DNase1 hypersensitive sites were analyzed as described elsewhere.26 DNA was isolated with phenol/chloroform, digested with BamHI or HindIII restriction enzymes and analyzed by Southern blot using a single-copy probe obtained by PCR (forward primer 5′-GAAAGCTCCTGCTGTGTTTCCC-3′ and reverse primer 5′-GGGAGGCAAGGTTCAGAATTTC-3′).
Chromatin immunoprecipitation assay and real-time polymerase chain reaction analysis
Chromatin immunoprecipitation (ChIP) assays were performed according to the Upstate protocol, as described previously.31 Cells (1×10 per experiment) were fixed with 0.4% formaldehyde for 10 min at room temperature for transcription factors and 1% formaldehyde for 10 min at 37°C in the case of co-factors. Chromatin was sonicated to a size of less than 500 bp. Immunoprecipitation was performed, after an overnight incubation with the appropriate antibody, with protein A agarose (Upstate, Temecula, CA, USA), or with protein G agarose (Roche) according to the antibody. A sample containing no antibody was used as a negative control.

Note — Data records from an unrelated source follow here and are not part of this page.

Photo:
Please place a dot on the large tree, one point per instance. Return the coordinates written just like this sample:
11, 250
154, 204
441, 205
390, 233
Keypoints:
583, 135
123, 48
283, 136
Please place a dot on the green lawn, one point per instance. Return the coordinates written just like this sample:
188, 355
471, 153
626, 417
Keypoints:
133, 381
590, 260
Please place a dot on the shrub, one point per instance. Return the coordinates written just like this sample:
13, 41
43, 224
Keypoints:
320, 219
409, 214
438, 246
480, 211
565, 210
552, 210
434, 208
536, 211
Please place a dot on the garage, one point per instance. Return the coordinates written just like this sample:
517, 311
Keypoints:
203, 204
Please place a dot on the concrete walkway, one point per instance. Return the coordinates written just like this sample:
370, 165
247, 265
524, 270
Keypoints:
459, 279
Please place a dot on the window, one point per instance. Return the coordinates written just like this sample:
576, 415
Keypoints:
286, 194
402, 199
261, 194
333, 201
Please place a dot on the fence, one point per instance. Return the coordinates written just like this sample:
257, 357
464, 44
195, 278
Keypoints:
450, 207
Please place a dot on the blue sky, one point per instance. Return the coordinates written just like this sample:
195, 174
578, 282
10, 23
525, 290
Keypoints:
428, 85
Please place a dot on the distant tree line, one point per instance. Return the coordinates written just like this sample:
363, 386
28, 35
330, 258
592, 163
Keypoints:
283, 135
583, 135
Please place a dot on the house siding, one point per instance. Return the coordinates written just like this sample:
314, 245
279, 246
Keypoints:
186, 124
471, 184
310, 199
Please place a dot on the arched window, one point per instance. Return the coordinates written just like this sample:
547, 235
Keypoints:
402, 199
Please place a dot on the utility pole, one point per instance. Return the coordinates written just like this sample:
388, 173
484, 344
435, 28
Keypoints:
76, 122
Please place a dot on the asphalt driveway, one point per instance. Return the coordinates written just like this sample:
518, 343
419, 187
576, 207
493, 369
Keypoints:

Immunoprecipitated DNA was analyzed by quantitative real-time PCR. Primers and 5′FAM-3′TAMRA Taqman probes were designed by Primer Express software. All primers and probes were validated over a serial dilution of genomic DNA. For a given target sequence, the amount of product precipitated by a specific antibody was determined relative to the amount of non-immunoprecipitated (input) DNA and these results were normalized to a control sequence in the 18S ribosomal RNA gene (18S rRNA control kit, Eurogentec, Liege, Belgium) for human cells and Gapdh in mouse studies.31 Primers and probes from α globin locus control have been published before for both humans32 and mice.31 The mouse Gfi1b locus and human GFI1B and β-ACTIN CpG island control are shown in Online Supplementary Tables S1 and S2, respectively. The mouse β-actin control has been published.31
Chromosome conformation capture
The chromosome conformation capture (3C) technique was performed as described elsewhere.33,34 Briefly, 1×10 cells per experiment were fixed with 2% formaldehyde, lysed in 10 mM TRIS pH 8, 10 mM NaCl, 0.2% NP-40 with complete protease inhibitors (Roche), digested with 400 U DpnII (NE biolabs, Ipswich, MA, USA) and ligated with T4 ligase (Fermentas, Burlington, Ontario, Canada). The forward primer and Taqman probe at the restriction fragment including the Gfi1b promoter and primers at other restriction fragments are shown in Online Supplementary Table S3. Real-time PCR data were normalized with the results of an amplicon without DpnII restriction sites at α-globin HS-31 (Online Supplementary Table S3)31 and corrected with the analysis of Ercc3 locus, these last primers and probe being a generous gift from Dr D Vernimmen.34
The immunofluorescence study was performed as described previously.31 The images were obtained using an Olympus BX 51 microscope with a confocal BioRad Radiance 2000 system. Fluorescence intensities were measured with Metamorph software (Molecular Devices, Sunny Vale, CA, USA).31 Images were imported into Photoshop and the only manipulation performed was contrast stretch.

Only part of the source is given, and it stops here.